David de Ugarte 57 ~ April 11th, 2013  http://english.lasindias.com/culture-a-users-guide

What is national culture, really, and how should it be understood when it’s time to travel and deal with people “from outside?”
puerosetvexiliosWhile the word “people” is in ever-greater danger of sliding, the word “culture” was born in a dangerous place, because, in spite of how it might appear, it’s very much a political term, a concept formed and created in the bosom of German romantic nationalism. It carries such amibiguity that Gustavo Bueno, a notable archaeologist of concepts, ended up exclaiming that

"No one understands what Culture is, as no one understood in the days of yesteryear what the Grace of God was. Culture is a myth, and an obscurantist myth, as was the myth of Grace in the Middle Ages or as was the “twentieth-century myth,” the myth of Race, in the first half of that century. In a certain way, it could be said that the myth of Culture incorporates, additionally, through the nationalisms of the end of the century, many of the functions that the myth of Race performed until the end of World War II."
What Bueno is telling us in his book on the topic is that culture, once it ceases to mean the “cultivation” of knowledge itself and begins to refer, as Herder says, to who-knows-what characteristic of “people,” it can’t be anything other than national culture, and as such, the product and central object of the “Culture State,” which is the nation-state.
And what does that mean when I deal with “outsiders?”

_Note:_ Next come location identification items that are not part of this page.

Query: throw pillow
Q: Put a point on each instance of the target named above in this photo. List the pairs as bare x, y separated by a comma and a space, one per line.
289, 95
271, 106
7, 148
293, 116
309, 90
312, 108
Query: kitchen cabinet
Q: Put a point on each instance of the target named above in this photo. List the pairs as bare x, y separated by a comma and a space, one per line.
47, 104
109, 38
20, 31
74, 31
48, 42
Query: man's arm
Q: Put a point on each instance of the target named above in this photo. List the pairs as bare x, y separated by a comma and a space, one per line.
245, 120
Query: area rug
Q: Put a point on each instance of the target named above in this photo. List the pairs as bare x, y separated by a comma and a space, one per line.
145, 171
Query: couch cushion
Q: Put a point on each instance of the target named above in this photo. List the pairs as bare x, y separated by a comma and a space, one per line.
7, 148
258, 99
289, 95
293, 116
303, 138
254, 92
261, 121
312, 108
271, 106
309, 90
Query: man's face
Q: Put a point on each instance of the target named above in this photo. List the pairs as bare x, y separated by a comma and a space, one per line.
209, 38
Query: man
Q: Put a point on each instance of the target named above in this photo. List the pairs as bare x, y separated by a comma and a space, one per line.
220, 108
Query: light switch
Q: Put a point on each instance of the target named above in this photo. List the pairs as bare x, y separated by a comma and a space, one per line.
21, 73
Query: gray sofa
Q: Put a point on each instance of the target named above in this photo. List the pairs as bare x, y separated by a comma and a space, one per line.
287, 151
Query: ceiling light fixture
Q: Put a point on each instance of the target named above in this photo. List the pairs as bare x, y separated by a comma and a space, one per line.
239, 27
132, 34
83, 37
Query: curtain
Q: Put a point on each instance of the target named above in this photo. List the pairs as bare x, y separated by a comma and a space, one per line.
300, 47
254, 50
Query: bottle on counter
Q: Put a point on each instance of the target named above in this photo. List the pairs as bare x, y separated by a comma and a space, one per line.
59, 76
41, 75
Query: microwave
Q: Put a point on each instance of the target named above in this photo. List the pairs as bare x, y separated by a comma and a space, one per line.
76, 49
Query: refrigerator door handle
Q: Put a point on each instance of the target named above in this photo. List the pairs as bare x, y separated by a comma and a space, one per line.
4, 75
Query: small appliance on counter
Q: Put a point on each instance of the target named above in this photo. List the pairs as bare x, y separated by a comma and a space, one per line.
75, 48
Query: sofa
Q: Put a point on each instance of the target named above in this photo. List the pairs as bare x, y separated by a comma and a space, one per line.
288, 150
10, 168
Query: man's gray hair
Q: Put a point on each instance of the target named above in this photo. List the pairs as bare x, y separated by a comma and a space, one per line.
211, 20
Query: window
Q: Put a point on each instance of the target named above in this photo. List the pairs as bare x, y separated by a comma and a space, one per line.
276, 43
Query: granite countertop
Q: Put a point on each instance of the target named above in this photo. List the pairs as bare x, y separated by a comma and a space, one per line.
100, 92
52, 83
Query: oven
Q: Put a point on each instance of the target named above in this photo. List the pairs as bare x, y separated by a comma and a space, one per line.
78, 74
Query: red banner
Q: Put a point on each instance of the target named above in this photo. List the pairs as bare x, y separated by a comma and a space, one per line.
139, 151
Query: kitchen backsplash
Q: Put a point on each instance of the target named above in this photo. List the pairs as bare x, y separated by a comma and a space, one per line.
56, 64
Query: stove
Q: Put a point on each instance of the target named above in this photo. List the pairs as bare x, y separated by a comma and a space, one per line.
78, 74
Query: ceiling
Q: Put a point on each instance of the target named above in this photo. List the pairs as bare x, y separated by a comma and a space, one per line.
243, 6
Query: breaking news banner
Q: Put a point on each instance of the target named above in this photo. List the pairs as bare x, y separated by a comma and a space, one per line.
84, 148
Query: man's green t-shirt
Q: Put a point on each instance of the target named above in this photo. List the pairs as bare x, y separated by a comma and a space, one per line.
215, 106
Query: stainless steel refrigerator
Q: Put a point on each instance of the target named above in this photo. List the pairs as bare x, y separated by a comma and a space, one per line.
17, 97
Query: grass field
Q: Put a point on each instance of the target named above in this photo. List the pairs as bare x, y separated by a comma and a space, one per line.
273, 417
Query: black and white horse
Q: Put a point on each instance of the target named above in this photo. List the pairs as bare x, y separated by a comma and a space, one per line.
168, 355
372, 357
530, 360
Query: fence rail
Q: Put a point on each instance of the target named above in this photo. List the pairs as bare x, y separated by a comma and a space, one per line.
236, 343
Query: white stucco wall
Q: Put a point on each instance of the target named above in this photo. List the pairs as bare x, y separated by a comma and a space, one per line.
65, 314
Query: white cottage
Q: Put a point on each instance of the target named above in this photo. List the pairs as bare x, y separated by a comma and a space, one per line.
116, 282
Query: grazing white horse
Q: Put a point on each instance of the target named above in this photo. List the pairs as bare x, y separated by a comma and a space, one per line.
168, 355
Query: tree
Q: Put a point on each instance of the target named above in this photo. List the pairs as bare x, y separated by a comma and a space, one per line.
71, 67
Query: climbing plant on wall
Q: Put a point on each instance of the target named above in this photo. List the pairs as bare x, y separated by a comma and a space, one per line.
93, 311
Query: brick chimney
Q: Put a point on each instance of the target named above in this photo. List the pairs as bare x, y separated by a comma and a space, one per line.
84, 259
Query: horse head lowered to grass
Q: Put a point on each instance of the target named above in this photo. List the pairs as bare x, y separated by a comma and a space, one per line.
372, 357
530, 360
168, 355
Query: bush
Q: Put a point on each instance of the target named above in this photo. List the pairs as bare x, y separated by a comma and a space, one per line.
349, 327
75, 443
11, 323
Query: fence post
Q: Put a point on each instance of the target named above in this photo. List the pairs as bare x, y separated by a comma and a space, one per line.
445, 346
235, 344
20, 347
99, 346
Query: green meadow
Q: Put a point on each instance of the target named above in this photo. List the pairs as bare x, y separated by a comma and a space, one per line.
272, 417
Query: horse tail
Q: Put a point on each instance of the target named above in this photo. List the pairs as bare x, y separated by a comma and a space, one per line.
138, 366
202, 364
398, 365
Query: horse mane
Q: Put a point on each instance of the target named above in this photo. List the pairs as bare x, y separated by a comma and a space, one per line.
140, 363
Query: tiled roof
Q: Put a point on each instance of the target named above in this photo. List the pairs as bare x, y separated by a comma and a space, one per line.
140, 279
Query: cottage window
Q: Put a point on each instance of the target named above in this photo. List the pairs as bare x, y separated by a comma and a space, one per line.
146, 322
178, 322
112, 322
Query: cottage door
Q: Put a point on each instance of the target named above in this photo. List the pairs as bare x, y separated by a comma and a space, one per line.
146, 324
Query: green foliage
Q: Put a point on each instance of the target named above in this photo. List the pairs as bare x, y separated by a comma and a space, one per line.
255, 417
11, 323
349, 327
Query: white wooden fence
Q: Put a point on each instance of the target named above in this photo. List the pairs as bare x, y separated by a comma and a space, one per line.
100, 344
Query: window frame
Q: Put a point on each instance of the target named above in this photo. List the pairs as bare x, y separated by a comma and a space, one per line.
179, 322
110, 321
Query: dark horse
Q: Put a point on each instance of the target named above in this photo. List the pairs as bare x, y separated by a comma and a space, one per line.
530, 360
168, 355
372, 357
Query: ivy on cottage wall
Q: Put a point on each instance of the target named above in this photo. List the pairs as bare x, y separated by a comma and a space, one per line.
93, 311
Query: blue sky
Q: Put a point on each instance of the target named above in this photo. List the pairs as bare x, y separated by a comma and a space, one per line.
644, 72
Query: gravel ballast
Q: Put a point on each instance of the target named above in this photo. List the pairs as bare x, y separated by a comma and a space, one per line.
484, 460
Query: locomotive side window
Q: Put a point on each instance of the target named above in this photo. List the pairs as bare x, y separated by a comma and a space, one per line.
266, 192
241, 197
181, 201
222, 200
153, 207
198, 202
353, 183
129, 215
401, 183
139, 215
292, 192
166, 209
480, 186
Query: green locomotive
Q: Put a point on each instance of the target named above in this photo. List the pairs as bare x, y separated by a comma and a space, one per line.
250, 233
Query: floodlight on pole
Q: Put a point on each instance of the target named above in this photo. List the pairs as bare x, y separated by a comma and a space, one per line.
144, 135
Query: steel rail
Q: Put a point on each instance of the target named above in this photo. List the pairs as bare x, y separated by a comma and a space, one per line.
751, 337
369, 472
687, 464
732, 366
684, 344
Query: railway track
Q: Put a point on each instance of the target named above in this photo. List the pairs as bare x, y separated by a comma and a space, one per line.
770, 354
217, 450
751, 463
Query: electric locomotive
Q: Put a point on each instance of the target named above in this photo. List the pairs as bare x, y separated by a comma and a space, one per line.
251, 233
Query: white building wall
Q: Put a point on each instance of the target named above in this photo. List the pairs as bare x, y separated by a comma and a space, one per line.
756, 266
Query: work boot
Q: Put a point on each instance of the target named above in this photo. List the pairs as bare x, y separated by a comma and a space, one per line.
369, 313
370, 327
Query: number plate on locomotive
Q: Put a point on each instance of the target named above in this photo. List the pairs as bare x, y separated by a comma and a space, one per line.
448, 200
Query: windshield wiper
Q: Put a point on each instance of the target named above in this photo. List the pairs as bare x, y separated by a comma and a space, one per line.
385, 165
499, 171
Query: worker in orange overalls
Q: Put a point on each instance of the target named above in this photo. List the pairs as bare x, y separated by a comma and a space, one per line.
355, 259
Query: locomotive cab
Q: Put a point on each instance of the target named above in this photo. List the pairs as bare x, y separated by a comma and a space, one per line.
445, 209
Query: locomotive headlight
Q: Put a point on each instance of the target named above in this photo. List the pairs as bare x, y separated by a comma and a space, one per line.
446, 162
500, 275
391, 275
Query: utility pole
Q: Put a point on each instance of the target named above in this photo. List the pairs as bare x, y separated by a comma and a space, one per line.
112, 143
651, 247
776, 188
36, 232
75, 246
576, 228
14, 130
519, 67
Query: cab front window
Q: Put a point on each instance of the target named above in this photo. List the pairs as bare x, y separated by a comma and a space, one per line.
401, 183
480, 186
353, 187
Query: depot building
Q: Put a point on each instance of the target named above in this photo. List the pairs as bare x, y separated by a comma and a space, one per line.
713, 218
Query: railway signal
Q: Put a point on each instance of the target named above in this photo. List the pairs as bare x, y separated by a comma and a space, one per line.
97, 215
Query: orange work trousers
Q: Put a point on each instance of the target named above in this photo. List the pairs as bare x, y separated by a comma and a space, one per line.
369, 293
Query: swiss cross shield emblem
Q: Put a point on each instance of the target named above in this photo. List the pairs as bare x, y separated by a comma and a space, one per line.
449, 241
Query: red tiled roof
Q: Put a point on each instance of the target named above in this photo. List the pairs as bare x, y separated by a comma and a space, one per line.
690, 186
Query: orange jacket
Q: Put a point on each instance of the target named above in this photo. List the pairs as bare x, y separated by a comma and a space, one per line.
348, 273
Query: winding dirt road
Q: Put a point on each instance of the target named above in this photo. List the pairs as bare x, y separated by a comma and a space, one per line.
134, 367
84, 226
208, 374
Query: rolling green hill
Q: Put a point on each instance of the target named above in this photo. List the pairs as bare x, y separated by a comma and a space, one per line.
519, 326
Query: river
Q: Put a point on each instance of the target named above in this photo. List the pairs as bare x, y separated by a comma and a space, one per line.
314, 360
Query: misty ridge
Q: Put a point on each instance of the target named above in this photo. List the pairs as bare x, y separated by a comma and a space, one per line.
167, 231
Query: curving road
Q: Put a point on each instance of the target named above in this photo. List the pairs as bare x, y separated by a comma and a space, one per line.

The State, the media, and education are creators of national culture. And although 
some people understand that it constitutes them, in reality, they are only the ones who 
choose to be constituted by it. As Foucault describes, from its origins, “biopolitics,”
 the conditioning that the State and large-scale organizations subject people to, works 
“statistically,” which is to say, it is a constraint, but not determinant, on each one
And it also varies over time as a function of different capacities and crises. This is 
something that is accentuated with decomposition.

So, “cultural studies” and trend reports are useless to me.  Statistical matters must 
be understood statistically, which often means that, concretely, they contribute little.
National culture operates as a context that delimits what’s acceptable, but it 
doesn’t tell us anything at all about the person or the real community in front 
of us… which is what matters to us. It doesn’t do me much good to know that 
roast beef is traditional and even part of national identity in Uruguay, and txuletón
 in Biscay, if I don’t know it the person I’m dealing with is a vegetarian. I can have
 good statistics on the most widespread values in China, but in reality, the family 
 business culture of a concrete businessperson probably has nothing to do with them.

What makes sense, then? Studying ideological frameworks, the evolution of 
consumption patterns, the evolution of social archetypes… and understand them 
as a framework, as a changing space, not as the result of “nature” or
 an “immanent spirit.”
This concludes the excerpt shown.